Family-based treatment helps parents to leverage their commitment, love and knowledge of their child to use this ambiguity to create change. Although parents accomplish this task in many different ways, their methods always rely on persistence coupled with a resolute, caring and loving understanding of how their child really feels.
Also, since we don't know what really causes anorexia, as a therapist you can end up spinning your wheels for a long time in the quest for possible reasons the illness started while the patient is just getting sicker and sicker. In contrast, focusing attention on changing symptomatic behaviors--in this case self-starvation--can be life saving.
5. You've just published a paper about family-based treatment for anorexia. What have you found?
Lock: The paper is the first major U.S. study of family-based treatment, which was developed in the U.K. It showed that, contrary to most published literature, most patients improved relatively quickly when they received family treatment.

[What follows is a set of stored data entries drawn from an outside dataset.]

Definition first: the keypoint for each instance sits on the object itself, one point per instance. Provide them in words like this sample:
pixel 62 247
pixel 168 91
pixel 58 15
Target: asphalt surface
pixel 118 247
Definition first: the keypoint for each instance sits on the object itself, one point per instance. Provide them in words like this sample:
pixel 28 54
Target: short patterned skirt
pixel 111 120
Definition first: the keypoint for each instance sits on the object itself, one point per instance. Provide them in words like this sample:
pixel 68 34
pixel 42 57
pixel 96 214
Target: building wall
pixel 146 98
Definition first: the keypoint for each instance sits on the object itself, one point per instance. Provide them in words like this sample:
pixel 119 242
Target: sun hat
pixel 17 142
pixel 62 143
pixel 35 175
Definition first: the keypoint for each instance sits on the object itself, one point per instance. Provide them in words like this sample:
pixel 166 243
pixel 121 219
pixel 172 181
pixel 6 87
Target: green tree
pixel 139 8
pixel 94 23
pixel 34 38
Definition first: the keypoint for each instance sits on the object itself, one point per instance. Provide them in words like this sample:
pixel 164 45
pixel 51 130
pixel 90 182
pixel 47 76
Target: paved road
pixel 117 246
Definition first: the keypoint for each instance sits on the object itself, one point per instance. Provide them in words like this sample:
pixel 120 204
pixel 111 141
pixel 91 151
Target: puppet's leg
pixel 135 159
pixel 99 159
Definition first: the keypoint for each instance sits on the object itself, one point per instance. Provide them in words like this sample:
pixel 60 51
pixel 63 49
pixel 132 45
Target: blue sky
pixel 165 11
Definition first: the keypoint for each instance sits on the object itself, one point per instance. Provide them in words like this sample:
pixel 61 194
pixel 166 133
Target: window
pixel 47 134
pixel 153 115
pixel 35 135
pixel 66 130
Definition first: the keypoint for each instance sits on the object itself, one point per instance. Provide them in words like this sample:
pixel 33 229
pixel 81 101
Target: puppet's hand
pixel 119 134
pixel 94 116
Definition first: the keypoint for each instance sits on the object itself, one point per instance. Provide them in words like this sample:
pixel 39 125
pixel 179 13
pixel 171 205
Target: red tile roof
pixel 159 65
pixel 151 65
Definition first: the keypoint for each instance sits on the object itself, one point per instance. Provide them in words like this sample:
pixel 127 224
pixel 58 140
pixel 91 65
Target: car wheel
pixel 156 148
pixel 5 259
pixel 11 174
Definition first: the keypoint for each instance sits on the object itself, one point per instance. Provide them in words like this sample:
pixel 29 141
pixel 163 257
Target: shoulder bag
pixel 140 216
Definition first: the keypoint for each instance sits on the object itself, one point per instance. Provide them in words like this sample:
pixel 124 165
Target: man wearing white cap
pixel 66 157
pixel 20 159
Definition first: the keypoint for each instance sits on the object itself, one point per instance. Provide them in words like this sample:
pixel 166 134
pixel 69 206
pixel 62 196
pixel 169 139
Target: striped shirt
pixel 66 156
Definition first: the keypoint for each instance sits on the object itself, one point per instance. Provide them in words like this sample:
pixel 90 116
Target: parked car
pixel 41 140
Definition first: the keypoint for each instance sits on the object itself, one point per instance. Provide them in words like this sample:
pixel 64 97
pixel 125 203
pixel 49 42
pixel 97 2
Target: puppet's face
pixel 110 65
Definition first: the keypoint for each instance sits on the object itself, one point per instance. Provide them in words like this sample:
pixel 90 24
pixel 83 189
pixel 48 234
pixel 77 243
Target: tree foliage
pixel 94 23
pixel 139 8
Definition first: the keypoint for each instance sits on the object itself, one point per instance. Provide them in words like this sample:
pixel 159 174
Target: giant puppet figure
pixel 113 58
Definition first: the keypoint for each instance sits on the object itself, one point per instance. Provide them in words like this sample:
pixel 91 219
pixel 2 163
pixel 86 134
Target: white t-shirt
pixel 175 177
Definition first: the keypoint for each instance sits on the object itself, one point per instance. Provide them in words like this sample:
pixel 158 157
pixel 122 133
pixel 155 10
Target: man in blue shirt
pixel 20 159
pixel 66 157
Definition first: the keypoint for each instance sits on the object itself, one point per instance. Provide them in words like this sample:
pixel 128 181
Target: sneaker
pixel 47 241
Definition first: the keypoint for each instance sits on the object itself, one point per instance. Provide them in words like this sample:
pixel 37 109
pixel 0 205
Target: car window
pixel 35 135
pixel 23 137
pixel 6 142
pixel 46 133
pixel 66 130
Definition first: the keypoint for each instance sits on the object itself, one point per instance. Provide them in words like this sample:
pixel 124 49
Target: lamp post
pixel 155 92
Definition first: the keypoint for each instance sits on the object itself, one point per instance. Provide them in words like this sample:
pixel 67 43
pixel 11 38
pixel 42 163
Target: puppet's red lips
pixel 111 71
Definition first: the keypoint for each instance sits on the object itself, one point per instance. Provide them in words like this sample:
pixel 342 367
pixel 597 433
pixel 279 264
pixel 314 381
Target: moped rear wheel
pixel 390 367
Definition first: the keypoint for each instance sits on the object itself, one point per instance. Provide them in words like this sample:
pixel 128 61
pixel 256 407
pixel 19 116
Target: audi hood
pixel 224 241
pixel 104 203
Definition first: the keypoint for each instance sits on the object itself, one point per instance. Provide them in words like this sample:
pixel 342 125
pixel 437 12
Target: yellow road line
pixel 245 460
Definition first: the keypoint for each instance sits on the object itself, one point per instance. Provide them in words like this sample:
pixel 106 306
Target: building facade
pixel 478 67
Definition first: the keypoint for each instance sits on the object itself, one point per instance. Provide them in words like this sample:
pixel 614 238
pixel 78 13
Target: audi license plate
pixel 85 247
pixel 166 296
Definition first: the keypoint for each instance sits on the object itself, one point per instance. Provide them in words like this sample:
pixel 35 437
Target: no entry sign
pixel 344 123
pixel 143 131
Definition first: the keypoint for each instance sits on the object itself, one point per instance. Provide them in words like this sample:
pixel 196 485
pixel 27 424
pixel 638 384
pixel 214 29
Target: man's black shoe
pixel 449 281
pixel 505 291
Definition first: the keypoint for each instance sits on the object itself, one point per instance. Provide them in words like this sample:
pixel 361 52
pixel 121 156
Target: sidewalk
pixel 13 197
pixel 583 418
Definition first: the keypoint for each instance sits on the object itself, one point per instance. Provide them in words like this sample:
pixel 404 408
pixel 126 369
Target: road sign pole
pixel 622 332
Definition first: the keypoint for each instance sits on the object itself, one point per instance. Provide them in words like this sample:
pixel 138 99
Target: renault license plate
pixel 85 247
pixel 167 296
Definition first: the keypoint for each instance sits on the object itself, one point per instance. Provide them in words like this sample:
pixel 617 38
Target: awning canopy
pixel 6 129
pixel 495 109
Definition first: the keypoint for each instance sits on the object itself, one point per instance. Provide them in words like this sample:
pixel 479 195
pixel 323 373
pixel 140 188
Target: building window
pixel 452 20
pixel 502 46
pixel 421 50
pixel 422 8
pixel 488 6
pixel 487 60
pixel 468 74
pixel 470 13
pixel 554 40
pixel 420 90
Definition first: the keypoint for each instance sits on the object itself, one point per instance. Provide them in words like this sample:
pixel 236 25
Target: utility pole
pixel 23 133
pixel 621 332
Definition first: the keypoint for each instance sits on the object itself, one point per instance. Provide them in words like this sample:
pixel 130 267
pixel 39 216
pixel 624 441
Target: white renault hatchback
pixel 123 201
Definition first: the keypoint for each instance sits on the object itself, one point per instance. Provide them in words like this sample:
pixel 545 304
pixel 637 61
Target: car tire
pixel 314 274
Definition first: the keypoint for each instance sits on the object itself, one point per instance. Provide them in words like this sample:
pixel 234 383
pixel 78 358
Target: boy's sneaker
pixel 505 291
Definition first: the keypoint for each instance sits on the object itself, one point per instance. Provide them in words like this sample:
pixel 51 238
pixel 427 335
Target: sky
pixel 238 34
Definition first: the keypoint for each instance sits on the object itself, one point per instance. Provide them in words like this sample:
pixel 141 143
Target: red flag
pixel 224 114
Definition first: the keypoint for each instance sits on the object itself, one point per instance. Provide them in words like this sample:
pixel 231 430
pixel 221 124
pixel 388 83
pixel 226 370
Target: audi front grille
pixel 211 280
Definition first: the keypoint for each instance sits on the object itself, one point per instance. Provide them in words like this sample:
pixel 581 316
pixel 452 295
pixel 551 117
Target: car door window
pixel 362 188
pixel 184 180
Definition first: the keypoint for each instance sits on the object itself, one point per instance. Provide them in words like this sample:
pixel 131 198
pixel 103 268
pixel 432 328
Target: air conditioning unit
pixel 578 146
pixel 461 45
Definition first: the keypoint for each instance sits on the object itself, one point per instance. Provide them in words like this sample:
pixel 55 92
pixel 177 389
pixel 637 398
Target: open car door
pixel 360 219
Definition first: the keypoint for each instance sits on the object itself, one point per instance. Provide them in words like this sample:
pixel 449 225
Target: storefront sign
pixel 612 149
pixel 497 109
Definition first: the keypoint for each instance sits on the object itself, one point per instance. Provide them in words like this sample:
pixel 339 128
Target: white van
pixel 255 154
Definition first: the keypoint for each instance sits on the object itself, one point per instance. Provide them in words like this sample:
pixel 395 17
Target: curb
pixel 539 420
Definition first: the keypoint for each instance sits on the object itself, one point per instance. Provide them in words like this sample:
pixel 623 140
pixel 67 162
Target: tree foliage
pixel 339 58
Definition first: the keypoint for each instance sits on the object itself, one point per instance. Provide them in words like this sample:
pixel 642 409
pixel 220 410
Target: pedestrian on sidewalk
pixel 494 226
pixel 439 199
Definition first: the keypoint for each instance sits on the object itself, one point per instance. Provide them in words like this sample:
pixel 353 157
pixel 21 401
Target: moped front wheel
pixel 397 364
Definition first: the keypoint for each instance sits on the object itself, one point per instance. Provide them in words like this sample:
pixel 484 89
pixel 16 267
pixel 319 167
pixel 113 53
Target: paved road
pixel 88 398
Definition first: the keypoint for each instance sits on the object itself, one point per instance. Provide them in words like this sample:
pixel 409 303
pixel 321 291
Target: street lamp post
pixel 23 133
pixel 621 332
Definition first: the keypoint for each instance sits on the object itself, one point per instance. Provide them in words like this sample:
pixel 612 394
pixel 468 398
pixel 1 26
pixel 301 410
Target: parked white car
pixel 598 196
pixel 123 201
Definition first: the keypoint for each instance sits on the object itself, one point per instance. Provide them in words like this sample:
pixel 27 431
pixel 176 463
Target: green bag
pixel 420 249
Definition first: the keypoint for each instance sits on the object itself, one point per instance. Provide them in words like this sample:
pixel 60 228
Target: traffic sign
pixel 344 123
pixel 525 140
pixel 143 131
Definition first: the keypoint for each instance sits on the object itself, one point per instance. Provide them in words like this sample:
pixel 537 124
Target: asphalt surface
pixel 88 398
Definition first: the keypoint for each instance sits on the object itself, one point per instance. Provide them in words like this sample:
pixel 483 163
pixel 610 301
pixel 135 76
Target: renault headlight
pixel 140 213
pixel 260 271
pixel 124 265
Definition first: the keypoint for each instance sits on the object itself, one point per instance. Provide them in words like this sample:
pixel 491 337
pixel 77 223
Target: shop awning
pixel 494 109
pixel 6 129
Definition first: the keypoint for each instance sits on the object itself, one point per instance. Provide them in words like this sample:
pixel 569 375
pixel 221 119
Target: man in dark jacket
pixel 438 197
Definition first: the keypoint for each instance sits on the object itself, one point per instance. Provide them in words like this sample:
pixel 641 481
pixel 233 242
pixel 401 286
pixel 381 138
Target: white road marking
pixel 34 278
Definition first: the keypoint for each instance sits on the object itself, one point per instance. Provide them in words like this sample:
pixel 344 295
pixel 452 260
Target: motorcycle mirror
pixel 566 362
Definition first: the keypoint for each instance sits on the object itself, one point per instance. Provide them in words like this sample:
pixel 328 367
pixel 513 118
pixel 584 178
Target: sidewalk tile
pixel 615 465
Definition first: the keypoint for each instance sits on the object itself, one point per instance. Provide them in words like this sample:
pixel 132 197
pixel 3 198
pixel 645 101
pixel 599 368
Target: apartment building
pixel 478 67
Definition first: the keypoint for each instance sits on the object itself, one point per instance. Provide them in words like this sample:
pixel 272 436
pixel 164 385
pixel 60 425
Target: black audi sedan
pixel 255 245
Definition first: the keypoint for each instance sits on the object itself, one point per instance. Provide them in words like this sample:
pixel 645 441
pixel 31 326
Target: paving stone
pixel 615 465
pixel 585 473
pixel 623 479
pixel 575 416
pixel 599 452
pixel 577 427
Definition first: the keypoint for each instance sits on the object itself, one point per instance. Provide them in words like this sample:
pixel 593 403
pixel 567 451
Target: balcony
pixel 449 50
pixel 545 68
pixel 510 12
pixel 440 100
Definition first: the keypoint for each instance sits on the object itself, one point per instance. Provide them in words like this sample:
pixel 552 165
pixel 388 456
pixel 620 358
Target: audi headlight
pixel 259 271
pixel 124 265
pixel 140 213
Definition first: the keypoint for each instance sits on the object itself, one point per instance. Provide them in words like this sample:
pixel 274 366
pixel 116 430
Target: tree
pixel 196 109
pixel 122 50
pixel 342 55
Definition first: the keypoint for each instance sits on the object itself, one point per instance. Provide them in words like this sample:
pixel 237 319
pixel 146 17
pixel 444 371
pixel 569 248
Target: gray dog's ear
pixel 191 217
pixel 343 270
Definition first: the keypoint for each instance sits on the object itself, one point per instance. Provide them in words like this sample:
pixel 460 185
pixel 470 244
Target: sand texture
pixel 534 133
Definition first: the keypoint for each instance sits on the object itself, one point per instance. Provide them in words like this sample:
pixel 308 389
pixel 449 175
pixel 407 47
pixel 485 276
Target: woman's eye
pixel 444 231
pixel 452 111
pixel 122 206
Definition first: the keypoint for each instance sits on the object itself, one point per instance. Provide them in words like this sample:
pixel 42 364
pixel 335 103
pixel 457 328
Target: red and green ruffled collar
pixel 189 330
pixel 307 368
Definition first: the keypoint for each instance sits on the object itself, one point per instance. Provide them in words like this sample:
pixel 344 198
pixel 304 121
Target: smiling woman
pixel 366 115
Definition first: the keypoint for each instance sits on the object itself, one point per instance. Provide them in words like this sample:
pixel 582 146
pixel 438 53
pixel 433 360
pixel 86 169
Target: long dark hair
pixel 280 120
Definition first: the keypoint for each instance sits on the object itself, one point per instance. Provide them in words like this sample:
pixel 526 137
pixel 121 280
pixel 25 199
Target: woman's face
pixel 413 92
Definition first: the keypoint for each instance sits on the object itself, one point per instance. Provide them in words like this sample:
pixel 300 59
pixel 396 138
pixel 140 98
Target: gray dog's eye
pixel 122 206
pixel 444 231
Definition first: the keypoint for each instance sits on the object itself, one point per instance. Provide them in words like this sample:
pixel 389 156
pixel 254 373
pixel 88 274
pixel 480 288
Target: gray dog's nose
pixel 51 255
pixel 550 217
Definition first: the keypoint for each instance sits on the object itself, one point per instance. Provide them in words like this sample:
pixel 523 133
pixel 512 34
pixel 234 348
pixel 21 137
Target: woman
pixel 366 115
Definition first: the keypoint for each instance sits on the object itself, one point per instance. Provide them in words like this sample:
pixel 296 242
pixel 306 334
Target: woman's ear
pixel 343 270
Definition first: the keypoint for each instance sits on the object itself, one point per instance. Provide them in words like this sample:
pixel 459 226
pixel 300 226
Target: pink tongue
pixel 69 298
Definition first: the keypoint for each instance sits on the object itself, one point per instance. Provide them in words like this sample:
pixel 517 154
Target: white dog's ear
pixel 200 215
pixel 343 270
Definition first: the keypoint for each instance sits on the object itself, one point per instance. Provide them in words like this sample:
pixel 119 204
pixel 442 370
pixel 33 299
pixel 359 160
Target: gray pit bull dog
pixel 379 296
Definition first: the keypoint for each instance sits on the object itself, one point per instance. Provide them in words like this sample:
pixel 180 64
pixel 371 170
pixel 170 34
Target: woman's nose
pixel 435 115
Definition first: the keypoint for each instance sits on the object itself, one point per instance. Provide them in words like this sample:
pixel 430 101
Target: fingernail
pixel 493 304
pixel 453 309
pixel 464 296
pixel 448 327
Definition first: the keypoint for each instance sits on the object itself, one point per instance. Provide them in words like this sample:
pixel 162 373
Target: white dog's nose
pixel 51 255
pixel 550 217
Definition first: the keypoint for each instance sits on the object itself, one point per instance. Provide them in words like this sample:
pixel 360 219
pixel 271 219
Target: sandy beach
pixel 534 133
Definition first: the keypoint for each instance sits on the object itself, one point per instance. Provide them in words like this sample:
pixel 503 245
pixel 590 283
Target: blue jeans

About two-thirds of the patients recovered fully and most others improved significantly regardless of whether the families received 10 treatments or 20. Our overall findings are similar to those in a few smaller studies and provide important support for this approach for adolescents with anorexia.
Although family-based treatment is the only empirically supported treatment for anorexia, a lot still needs to be done to conclusively decide how best to treat these disorders. We are beginning a large randomly controlled trial to compare family treatment to individual therapy for adolescent anorexia. Hopefully this will help us to understand why some people do better with one treatment and others with another.